Hülasa olarak, Meclis araştırması yapılması istenen konu çerçevesinde şunu ifade etmek mümkündür: Vakıflar Genel Müdürlüğü, bütün konularda olduğu gibi meşruta konusunda da vakfedenin iradesine azami hassasiyet göstermektedir.
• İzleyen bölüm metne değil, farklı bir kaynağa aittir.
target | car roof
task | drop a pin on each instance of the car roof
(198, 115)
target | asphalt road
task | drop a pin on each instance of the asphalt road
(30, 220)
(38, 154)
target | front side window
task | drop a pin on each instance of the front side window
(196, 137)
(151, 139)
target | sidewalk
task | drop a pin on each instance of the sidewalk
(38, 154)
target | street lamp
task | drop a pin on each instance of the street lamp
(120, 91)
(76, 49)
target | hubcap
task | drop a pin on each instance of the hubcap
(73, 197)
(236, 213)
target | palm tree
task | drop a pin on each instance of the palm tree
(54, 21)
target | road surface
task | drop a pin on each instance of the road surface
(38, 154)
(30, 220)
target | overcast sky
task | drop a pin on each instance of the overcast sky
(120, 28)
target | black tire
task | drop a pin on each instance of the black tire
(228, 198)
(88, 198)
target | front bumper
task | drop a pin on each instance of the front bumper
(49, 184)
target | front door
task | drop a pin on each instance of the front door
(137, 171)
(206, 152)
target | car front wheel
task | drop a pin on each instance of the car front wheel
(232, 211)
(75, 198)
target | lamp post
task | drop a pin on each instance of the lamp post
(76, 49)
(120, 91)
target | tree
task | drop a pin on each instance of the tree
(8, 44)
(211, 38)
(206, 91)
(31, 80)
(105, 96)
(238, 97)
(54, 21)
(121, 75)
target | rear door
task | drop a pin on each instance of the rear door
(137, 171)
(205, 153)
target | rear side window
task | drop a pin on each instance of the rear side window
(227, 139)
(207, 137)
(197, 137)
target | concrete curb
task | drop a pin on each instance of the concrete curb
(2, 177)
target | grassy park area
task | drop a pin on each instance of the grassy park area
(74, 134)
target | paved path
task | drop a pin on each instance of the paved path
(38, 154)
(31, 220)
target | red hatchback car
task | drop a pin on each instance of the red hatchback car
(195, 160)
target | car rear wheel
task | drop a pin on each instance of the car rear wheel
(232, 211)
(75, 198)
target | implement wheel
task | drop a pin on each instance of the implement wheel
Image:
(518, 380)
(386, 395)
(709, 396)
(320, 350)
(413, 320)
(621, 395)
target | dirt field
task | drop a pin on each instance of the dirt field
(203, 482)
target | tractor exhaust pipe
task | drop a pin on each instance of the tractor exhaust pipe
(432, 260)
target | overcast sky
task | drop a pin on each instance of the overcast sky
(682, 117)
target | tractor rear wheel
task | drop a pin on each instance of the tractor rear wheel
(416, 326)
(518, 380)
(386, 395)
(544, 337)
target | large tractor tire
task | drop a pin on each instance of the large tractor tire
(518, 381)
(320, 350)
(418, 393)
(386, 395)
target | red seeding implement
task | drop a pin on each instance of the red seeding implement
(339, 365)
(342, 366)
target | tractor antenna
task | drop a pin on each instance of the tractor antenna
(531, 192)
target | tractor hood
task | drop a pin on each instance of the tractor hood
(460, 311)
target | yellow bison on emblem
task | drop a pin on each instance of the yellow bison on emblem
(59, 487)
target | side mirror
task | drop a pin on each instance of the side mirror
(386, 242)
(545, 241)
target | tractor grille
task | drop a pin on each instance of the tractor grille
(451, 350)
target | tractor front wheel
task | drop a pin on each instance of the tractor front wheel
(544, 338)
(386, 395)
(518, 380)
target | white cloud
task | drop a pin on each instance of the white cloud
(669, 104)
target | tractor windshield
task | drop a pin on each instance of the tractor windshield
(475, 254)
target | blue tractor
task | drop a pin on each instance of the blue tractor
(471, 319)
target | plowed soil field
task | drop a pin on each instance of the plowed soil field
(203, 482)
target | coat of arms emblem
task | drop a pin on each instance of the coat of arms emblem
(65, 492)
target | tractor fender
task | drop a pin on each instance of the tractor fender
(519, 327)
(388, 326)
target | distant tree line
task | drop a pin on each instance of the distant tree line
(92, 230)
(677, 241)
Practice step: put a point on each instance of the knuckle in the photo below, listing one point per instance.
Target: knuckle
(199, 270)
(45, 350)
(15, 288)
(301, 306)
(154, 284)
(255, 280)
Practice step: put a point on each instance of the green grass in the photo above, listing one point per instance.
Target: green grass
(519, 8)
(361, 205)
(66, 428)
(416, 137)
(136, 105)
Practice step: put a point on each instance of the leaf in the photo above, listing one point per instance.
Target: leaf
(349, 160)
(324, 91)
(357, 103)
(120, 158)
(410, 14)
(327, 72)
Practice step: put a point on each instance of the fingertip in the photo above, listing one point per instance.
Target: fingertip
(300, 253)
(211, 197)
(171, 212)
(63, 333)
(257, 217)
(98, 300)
Bütün bunlara rağmen, bu sistem içerisinde mağduriyete uğramış din görevlilerimiz varsa bunların mağduriyetinin giderilmesi de Vakıflar Genel Müdürlüğünün sorumluluğu içerisindedir; bunun için azami gayret gösteriyor ve bundan sonra da gösterecektir.
Bu nedenle, sözlerime son verirken verilen Meclis araştırması önergesine karşı olduğumuzu bu vesileyle tekrar ediyor, yüce heyetinizi saygıyla selamlıyorum. (AK PARTİ sıralarından alkışlar)
BAŞKAN - Teşekkür ederim Sayın Öz.
İHSAN ÖZKES (İstanbul) - Sayın Başkan?
BAŞKAN - Cumhuriyet Halk Partisi Grubu önerisi üzerinde üçüncü konuşmacı?
İHSAN ÖZKES (İstanbul) - Sayın Başkanım, lütfen?
BAŞKAN - Buyurun.
İHSAN ÖZKES (İstanbul) - Anlattıklarıma sayın konuşmacı yanlış anlam yükledi. Dolayısıyla düzeltmem lazım. İstirham ediyorum.
ÖMER FARUK ÖZ (Malatya) - Gayet doğru anlam yükledim.